Rochelle, though apparently drawn in large part to acting, realized that there was a life outside of the screen. Several news articles mention her unaffected and innate sense of self and level headedness. “When she opens her mouth you’re confronted with honesty- in healthy doses,” wrote the Dayton Daily News. Not considered a party girl, she lived with her mother before marriage and never went to Hollywood parties, though she admittedly loved to dance.
An old soul at age 19, Rochelle was quoted in a 1935 article by Alice L. Tildesley: “Learn to distinguish between your really loyal friends and those who merely wish to bask in your sunshine. Cultivate friends outside the business who will keep you on your toes with fresh viewpoints.”
Rochelle was quoted in a 1935 article in the Dayton Daily News: “Men say they want clinging vines for wives, but I notice they are terribly impatient if their wives cannot cope with whatever situation comes up. Girls of this year cannot be shy violets. They are out of place. We need people who are not self-conscious, who are at ease and can make others feel so. You can’t be beautiful and dumb today.”

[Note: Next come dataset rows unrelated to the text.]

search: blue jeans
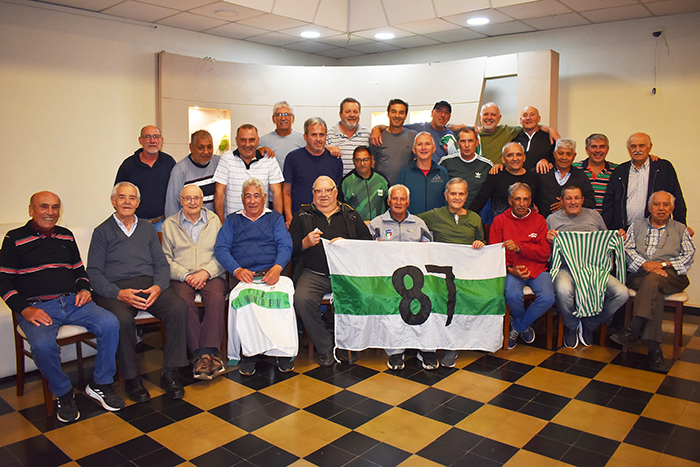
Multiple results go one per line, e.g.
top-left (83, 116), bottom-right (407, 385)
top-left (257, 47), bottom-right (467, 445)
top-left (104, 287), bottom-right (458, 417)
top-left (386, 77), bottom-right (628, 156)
top-left (18, 294), bottom-right (119, 397)
top-left (554, 266), bottom-right (630, 331)
top-left (506, 271), bottom-right (554, 332)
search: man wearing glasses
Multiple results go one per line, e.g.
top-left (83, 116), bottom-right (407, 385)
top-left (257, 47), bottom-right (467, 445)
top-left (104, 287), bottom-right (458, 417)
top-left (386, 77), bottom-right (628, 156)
top-left (162, 184), bottom-right (227, 380)
top-left (289, 176), bottom-right (372, 366)
top-left (114, 125), bottom-right (175, 232)
top-left (338, 146), bottom-right (389, 222)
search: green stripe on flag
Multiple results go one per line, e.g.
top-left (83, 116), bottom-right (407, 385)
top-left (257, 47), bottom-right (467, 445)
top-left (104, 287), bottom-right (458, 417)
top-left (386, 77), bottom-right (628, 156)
top-left (231, 289), bottom-right (291, 310)
top-left (331, 274), bottom-right (505, 316)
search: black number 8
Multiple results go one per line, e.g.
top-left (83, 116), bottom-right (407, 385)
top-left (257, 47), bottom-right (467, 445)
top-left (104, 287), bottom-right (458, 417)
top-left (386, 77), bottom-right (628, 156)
top-left (391, 266), bottom-right (433, 326)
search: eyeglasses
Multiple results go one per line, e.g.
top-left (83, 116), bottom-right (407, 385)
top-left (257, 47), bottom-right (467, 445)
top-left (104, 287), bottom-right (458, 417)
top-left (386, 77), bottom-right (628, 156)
top-left (180, 196), bottom-right (204, 203)
top-left (314, 187), bottom-right (335, 195)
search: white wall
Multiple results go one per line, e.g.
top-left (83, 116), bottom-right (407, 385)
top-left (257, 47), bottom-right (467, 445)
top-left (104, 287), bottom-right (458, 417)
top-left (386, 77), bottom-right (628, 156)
top-left (0, 1), bottom-right (336, 226)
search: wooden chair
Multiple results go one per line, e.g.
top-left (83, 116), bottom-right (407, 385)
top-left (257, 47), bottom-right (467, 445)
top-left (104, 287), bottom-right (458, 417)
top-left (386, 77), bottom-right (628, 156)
top-left (503, 286), bottom-right (561, 350)
top-left (12, 313), bottom-right (97, 415)
top-left (622, 289), bottom-right (690, 360)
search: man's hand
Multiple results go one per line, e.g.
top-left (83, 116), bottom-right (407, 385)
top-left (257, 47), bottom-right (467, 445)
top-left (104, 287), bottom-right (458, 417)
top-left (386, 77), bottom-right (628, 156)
top-left (258, 146), bottom-right (275, 159)
top-left (489, 164), bottom-right (503, 175)
top-left (233, 268), bottom-right (255, 284)
top-left (75, 290), bottom-right (92, 306)
top-left (502, 240), bottom-right (520, 253)
top-left (22, 306), bottom-right (53, 326)
top-left (263, 264), bottom-right (282, 285)
top-left (185, 269), bottom-right (211, 290)
top-left (536, 158), bottom-right (554, 174)
top-left (326, 146), bottom-right (343, 159)
top-left (301, 229), bottom-right (323, 251)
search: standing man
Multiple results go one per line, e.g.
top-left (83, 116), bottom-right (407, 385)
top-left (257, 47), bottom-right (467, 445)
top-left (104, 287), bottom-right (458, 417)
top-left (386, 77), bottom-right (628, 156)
top-left (369, 99), bottom-right (418, 185)
top-left (547, 185), bottom-right (629, 349)
top-left (88, 182), bottom-right (188, 402)
top-left (396, 131), bottom-right (448, 214)
top-left (610, 191), bottom-right (695, 373)
top-left (260, 101), bottom-right (305, 170)
top-left (338, 146), bottom-right (389, 222)
top-left (603, 133), bottom-right (686, 230)
top-left (440, 126), bottom-right (493, 208)
top-left (282, 117), bottom-right (343, 226)
top-left (489, 183), bottom-right (554, 349)
top-left (214, 124), bottom-right (284, 222)
top-left (535, 138), bottom-right (595, 218)
top-left (369, 185), bottom-right (432, 371)
top-left (289, 176), bottom-right (372, 366)
top-left (114, 125), bottom-right (175, 232)
top-left (162, 185), bottom-right (228, 380)
top-left (0, 191), bottom-right (124, 423)
top-left (326, 97), bottom-right (369, 175)
top-left (573, 133), bottom-right (617, 212)
top-left (165, 130), bottom-right (221, 217)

Speaking of wives, Rochelle was married (and divorced) 4 times. It is said that she and 2nd husband Harold Thompson, head of Disney’s Storyline Department, spied on German agents in Mexico for the United States during World War II.
She died in 1972 of a heart attack.
Best known for: Supporting roles in lasting hits such as She Done Him Wrong and Rebel Without a Cause.
How accurate was Wampas: 3/5. Though her career was not filled with many exclamation points, it was long and steady. When she retired from the screen, she had somewhere around 70 films under her belt. One could not call that an unsuccessful career, though it would be surprising to find anyone other than a dedicated film buff who would know her name today.
Zoe’s take: Rochelle Hudson missed her calling as a self help book author. Also, she had great teeth.
Liebman, Roy. The Wampas Baby Stars: a Biographical Dictionary, 1922-1934. McFarland, 2009.
Tildesley, Alice L. “Shall We Go in for Sophistication?” The Charleston Daily Mail, 15 Sept. 1935, p. 31.
Meehan, Jeannette. “Waited Six Years for Her Hollywood Break.” Dayton Daily News, 10 Nov. 1935, p. 37.